Через два дня сцена повторилась с точностью до наоборот. Я сидела в укромном уголке парка, откинувшись на спинку скамейки и положив ноги (правильнее — задрав и положив) на столик. После ванны, массажа и сытного обеда я задремала. Не заметила, что кто-то подсел.

— Сегодня отличная погода, — разбудил меня чужой голос.

Я скосила глаза, увидела трость и не сочла нужным отвечать. Надвинула панаму глубже на лоб, скрестила руки на груди, мол, вы тут лишние. Он продолжал говорить о погоде:

— Завтра обещают, что температура воды поднимется до шестнадцати градусов.

Молчу.

— А температура воздуха составит двадцать три… выше нуля… по Цельсию.

Молчу.

— Возможен дождь во второй половине дня.

Молчу. Подумаешь, ходячий прогноз погоды!

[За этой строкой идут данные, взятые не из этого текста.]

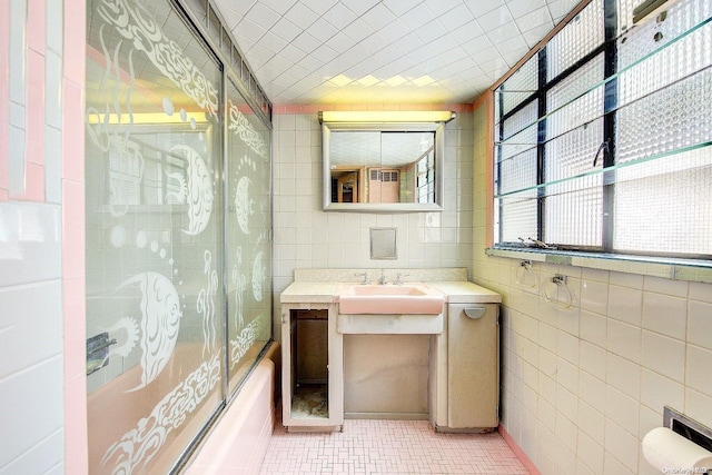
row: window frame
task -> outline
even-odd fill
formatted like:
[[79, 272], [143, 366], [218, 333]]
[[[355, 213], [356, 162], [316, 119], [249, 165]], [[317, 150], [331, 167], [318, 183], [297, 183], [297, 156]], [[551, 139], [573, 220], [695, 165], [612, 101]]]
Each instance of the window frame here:
[[[563, 21], [558, 28], [543, 39], [537, 48], [525, 57], [520, 63], [513, 68], [502, 80], [495, 83], [492, 88], [492, 101], [495, 105], [491, 111], [493, 117], [493, 126], [496, 130], [493, 132], [493, 149], [492, 149], [492, 222], [490, 226], [490, 232], [492, 232], [491, 248], [486, 249], [488, 255], [504, 256], [504, 257], [518, 257], [527, 260], [551, 261], [555, 264], [571, 264], [574, 261], [584, 263], [584, 267], [604, 268], [610, 269], [622, 268], [630, 269], [631, 267], [637, 269], [637, 271], [644, 270], [643, 268], [649, 265], [654, 275], [663, 275], [671, 278], [684, 278], [689, 280], [712, 281], [712, 273], [706, 273], [704, 269], [712, 269], [712, 255], [700, 254], [674, 254], [674, 253], [626, 253], [625, 250], [616, 250], [614, 247], [614, 212], [615, 212], [615, 180], [606, 184], [604, 179], [601, 187], [603, 189], [603, 215], [602, 218], [602, 234], [601, 246], [566, 246], [555, 245], [556, 249], [546, 248], [545, 235], [546, 235], [546, 217], [545, 217], [545, 172], [546, 172], [546, 120], [547, 115], [552, 111], [546, 110], [546, 92], [551, 90], [557, 83], [561, 83], [565, 79], [570, 78], [576, 71], [582, 70], [583, 67], [589, 65], [592, 60], [600, 55], [604, 55], [604, 95], [603, 95], [603, 137], [602, 148], [600, 151], [603, 154], [603, 171], [602, 176], [606, 175], [605, 169], [615, 167], [616, 161], [616, 118], [619, 110], [619, 95], [617, 95], [617, 81], [619, 70], [617, 65], [617, 2], [616, 0], [603, 0], [603, 18], [604, 23], [604, 39], [601, 44], [593, 48], [590, 52], [585, 53], [581, 59], [574, 61], [573, 65], [561, 71], [556, 77], [546, 80], [546, 46], [550, 40], [560, 33], [574, 18], [576, 18], [591, 1], [582, 2], [578, 7], [572, 11]], [[511, 110], [504, 113], [504, 100], [500, 97], [500, 100], [495, 100], [495, 95], [504, 93], [502, 91], [506, 80], [516, 73], [526, 61], [533, 57], [537, 57], [538, 62], [538, 78], [537, 89], [533, 91], [528, 97], [521, 100]], [[624, 70], [623, 68], [622, 70]], [[505, 89], [506, 90], [506, 89]], [[513, 243], [503, 241], [500, 236], [503, 235], [502, 206], [503, 200], [498, 199], [506, 194], [501, 194], [502, 176], [501, 167], [497, 166], [497, 160], [502, 157], [502, 142], [505, 140], [504, 127], [507, 119], [522, 111], [525, 107], [531, 107], [532, 102], [537, 103], [537, 140], [536, 140], [536, 236], [531, 243]], [[498, 110], [494, 110], [497, 105]], [[498, 116], [497, 116], [498, 113]], [[498, 121], [497, 121], [498, 117]], [[524, 130], [524, 129], [522, 129]], [[506, 138], [513, 137], [515, 133], [510, 135]], [[605, 145], [605, 147], [604, 147]], [[593, 157], [592, 157], [593, 158]], [[615, 168], [613, 169], [615, 170]], [[613, 171], [614, 172], [614, 171]], [[522, 190], [518, 190], [522, 191]], [[532, 258], [532, 256], [541, 254], [543, 257]], [[583, 259], [583, 260], [582, 260]], [[614, 263], [634, 263], [616, 265]], [[694, 269], [692, 271], [682, 271], [681, 269]], [[702, 269], [702, 271], [701, 271]], [[644, 274], [647, 274], [643, 271]], [[709, 276], [708, 276], [709, 274]]]

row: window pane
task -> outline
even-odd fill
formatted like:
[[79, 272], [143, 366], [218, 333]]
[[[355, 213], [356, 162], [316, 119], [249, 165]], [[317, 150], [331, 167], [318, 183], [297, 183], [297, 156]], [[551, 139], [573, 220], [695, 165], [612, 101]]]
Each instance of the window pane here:
[[538, 59], [534, 55], [506, 81], [497, 88], [495, 93], [495, 122], [500, 117], [510, 113], [516, 106], [536, 92], [538, 88]]
[[603, 0], [593, 0], [546, 43], [546, 78], [556, 78], [603, 44]]
[[712, 2], [681, 1], [620, 41], [631, 68], [619, 80], [617, 162], [650, 160], [616, 171], [620, 251], [712, 255], [712, 150], [698, 149], [712, 137], [712, 24], [689, 31], [711, 14]]
[[615, 249], [712, 255], [712, 150], [617, 171]]
[[270, 338], [269, 130], [227, 85], [227, 331], [229, 390]]
[[[603, 88], [593, 88], [603, 80], [603, 55], [599, 55], [547, 91], [546, 105], [548, 110], [554, 112], [546, 119], [546, 182], [603, 167], [603, 157], [596, 157], [604, 140]], [[573, 182], [546, 187], [543, 234], [545, 243], [601, 246], [601, 176], [594, 175]]]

Прогноз никуда не годился. Сам себе противоречил:

— Осадки маловероятны…

Я невольно прыснула. Он продолжил метеосводку и без паузы — извинения:

— Ветер умеренный до сильного, простите мою грубость!

Молчу. Но уже не из вредности, а потому, что быстро не сообразила, как извинения принять и навсегда отрезать дальнейшее общение. Он продолжал оправдываться:

— Идиотская ситуация, идиотский перелом. Полгода в гипсе, теперь надо разрабатывать. Мази, грязи, ванны! А она, сволочь, извините, это я про свою ногу, отекает и ходить не хочет! Вы под руку попались. Ну, извините!

— Хорошо! Забыли. До свидания! — быстро проговорила я.

— Уф! — Он облегченно перевел дух. — Значит, вы, девушка, на меня зла не держите?

— Девушка в киоске газетами торгует. Я вам не девушка.

— Признаться, — в его голосе явно слышался смешок, — первый раз встречаю дев… женщину, которой не нравится, что ее называют девушкой.

— Меня ваш первый и предыдущие разы не интересуют. Идите своей дорогой!

— Теперь я спокоен. — Он насмехался открыто. — Уж вы-то точно закончили школу хороших манер.

Встал и ушел. Я перевела дух. Быстро отвязался. Лучшие кавалеры те, от которых быстро избавляешься.

На субботу я записалась в экскурсионную поездку в Гагры. Агент экскурсионного бюро, которая сидела в холле перед столовой, сообщила, что в Абхазию не было поездок пять лет, а там есть что посмотреть.